Vietnam's Economic Strategies Applauded by Multilaterals

HANOI, Dec 6 Asia Pulse - Vietnam has received a positive report card from multilateral institutions, who have praised the country's industrialisation and international integration and predicted that strong economic growth will continue.

But there is also a warning that Vietnam will need to reform its banking system and mobilise more investment from its people's savings and private enterprises, if it wants to realise its ambitious modernisation agenda.

The comments came in separate statements from the United Nations Conference on Trade and Development [UNCTAD] and the Asian Development Bank [ADB].

UNCTAD issued a statement which lauded the renovation process and noted the country's exemplary achievements at attracting foreign direct investment [FDI] over the past decade.

In the 1990s, annual average FDI into Vietnam grew 16-fold. In 1988-1991, the average was just US$141 million a year; but by 1996-1999 this figure was US$2.2 billion (peaking at $2.7 billion in 1997).

During that time, FDI inflows grew seven times more quickly in Vietnam than across Southeast Asia as a whole, moving from a 1.4 percent to a 9.5 percent share of the ASEAN total.

But UNCTAD noted that since the onset of the Asian financial crisis, FDI into Vietnam has declined, and is "far from the levels the country could potentially attract".

The statement welcomed Vietnam's program of reforms aimed at attracting foreign investment and liberalising the regulatory framework, although adding that even more administrative reform was needed.

The reforms have allowed foreign investors to wholly own their Vietnamese businesses, and already-operating firms can merge, consolidate or split their business.

Other changes have allowed contracting parties to joint ventures to set their own contribution levels to the legal capital base, or even become wholly foreign-owned.

FDI registration procedures have been relaxed, taxes lowered, foreign currency rules widened, and land-use rights can be used as collateral to borrow from foreign bank branches operating in the country.

Visa restrictions on foreign professionals have been eased, and many export businesses will be able to get licences automatically from 2002.

"All these measures have helped to improve the regulatory framework, but much remains to be done, especially in terms of implementation," UNCTAD said.

The UN body said procedures needed to be further streamlined, regulations made more predictable and transparency had to be brought into line with international practice.

UNCTAD also hailed Vietnam's efforts to improve bilateral and multilateral economic co-operation in the international arena, citing the slew of bilateral investment treaties and double tax treaties Vietnam has signed, and its participation in international forums.

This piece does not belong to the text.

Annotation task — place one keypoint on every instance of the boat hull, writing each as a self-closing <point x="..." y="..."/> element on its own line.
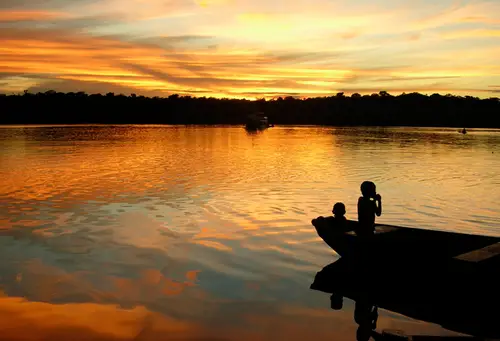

Meanwhile the ADB's Country Economic Review said that after two years of slowdown, the Vietnamese economy is showing signs of recovery.

The Government estimates that real gross domestic product [GDP] grew by 6.2 percent in the first half of 2000, with 6.1 percent growth tipped for the full year and 6.4 percent for 2001.

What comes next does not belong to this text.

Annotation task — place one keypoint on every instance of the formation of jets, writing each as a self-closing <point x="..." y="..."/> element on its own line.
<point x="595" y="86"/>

The ADB predicted that domestic demand will continue to pick up, backed by a gradual recovery in investment.

The Bank acclaimed Vietnam's progress in fighting poverty. Between 1993 and 1998, the incidence of poverty, as measured by the head count index, dropped from 58.2 percent to 37.4 percent.

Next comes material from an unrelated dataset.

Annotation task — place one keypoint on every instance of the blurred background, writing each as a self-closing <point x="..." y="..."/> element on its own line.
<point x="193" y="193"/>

But economic growth had been the key factor in reducing poverty, the ADB said, meaning that some socio-economic groups - such as those in areas that are predominantly agricultural, poor or inhabited by ethnic minorities - had not done as well as those elsewhere in the country.

In 1999, Vietnam experienced bumper harvests but sluggish demand. Nevertheless, industrial and construction activity grew 7.6 percent that year, boosted by mining, quarrying and crude oil production.

The Bank said weak demand hurt the manufacturing sector in 1999, and the services sector also underperformed.

The ADB predicted that the Budget deficit would widen to 3.5 percent in 2001 from 3.2 percent this year, driven by the cost of structural reforms.

Rapid liquidity growth last year would see inflation pick up to 2.5 percent by the end of 2000, rising to as much as 5 percent by late 2001, the ADB warned.

Export growth will nudge 13 percent over the whole year, while imports will surge 17.3 percent. The current account surplus is predicted to slip back to 2.3 percent.

The ADB said the dong is under pressure from various quarters, and would perhaps need to be managed more flexibly next year.